Удар!   И один из слоёв Бласта ярким солнечным вороном взлетел вверх!  Свобода!

- Держись!   Ещё не всё. Ты – змей!  Плыви!
Удар! И второй слой Бласта, сверкнув чешуёй, истёк в воду. Какая привольная гибкость!

- Терпи, не шевелись!   Осталась последняя часть.  Ты – волк!  Пошёл!
Удар!  Последний слой Бласта ссыпался серо-рыжей шерстью, и сильные лапы подхватили и понесли его по скальным выступам. Там, где совершенно не за что было зацепиться человеческим пальцам, волчьи лапы легко находили опору.

Его восприятию стали доступны незнакомые ощущения. Теперь он совсем по-другому воспринимал кожистыми лапами землю, чешуёй воду и солнечное небо каждым своим пером.  Воспринимал как живых, как своих, как себя.

Земля под ним мучительно корчилась мускулами, вода что-то хотела высказать, солнечный свет изливался так яростно, будто отчаялся надеяться, что его предостережения поймут.
В своей новой сущности Бласт  воспринимал эти предостережения, улавливал их. Но не знал, как ответить, как заговорить, чтобы быть понятым…   И ему очень захотелось этому научиться…

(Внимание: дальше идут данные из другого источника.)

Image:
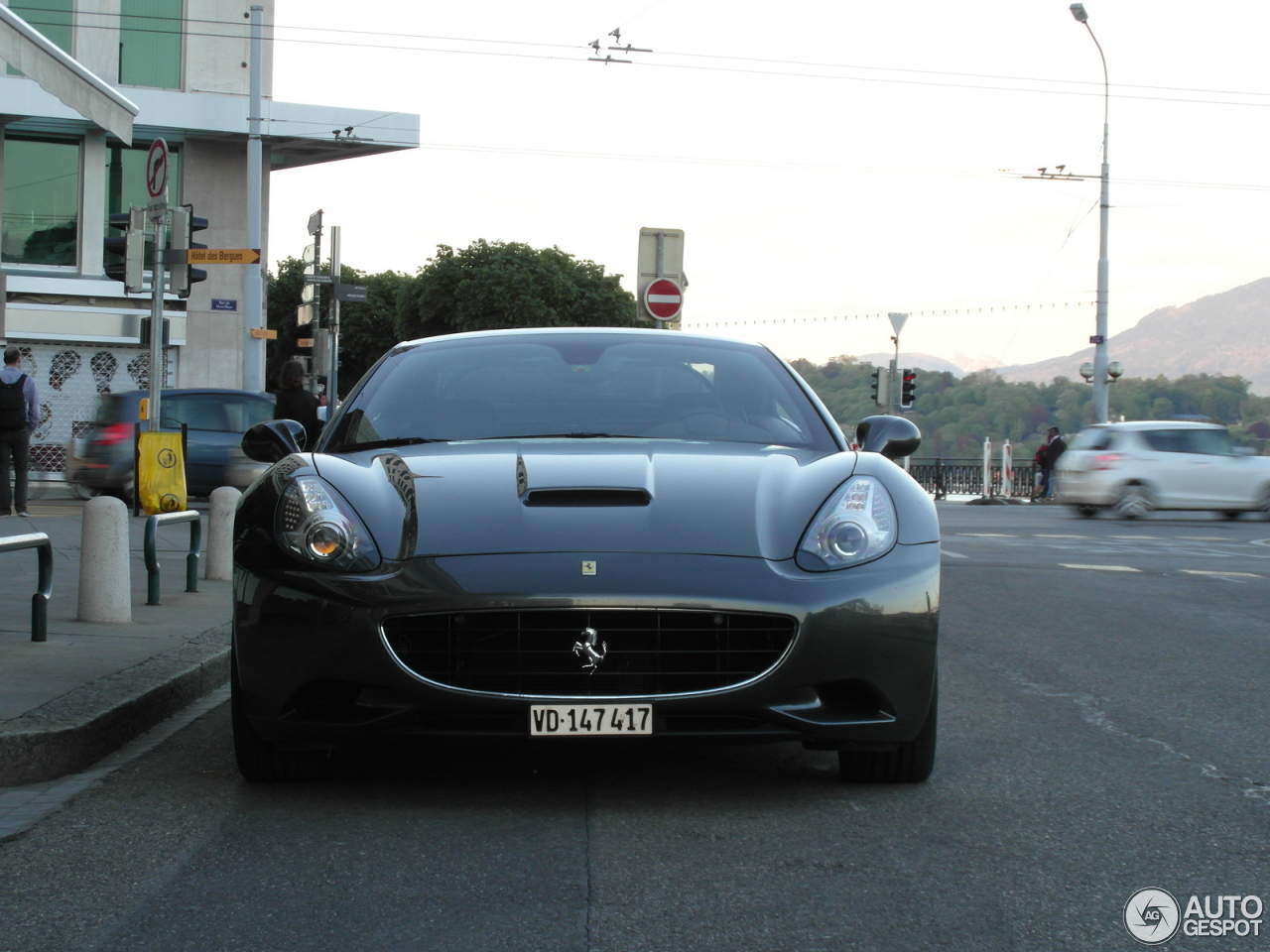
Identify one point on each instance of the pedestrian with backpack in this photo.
(19, 417)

У него было впечатление, будто он очень неумело играет на шатранговой доске жизни и смерти одновременно фигурами всех четырёх цветов! 
Наконец-то разрывающая его бессильная злоба против жрецов нашла достойное воплощение в трёх  мощных хищниках! Да и сам он порядком озверел!

Новый птичий облик привёл его в  нераспознаваемую человеческим взглядом и ухом фиолетовую, свистящую часть  радужно сияющей жизни. Общая картинка виденья стала узко-плоской. Но в центре, в главном,  углубилась и стала значительно резче. Молот клюва и мощные крылья, однозначно помогающие решать проблемы, прибавили уверенности.  Так, как надо!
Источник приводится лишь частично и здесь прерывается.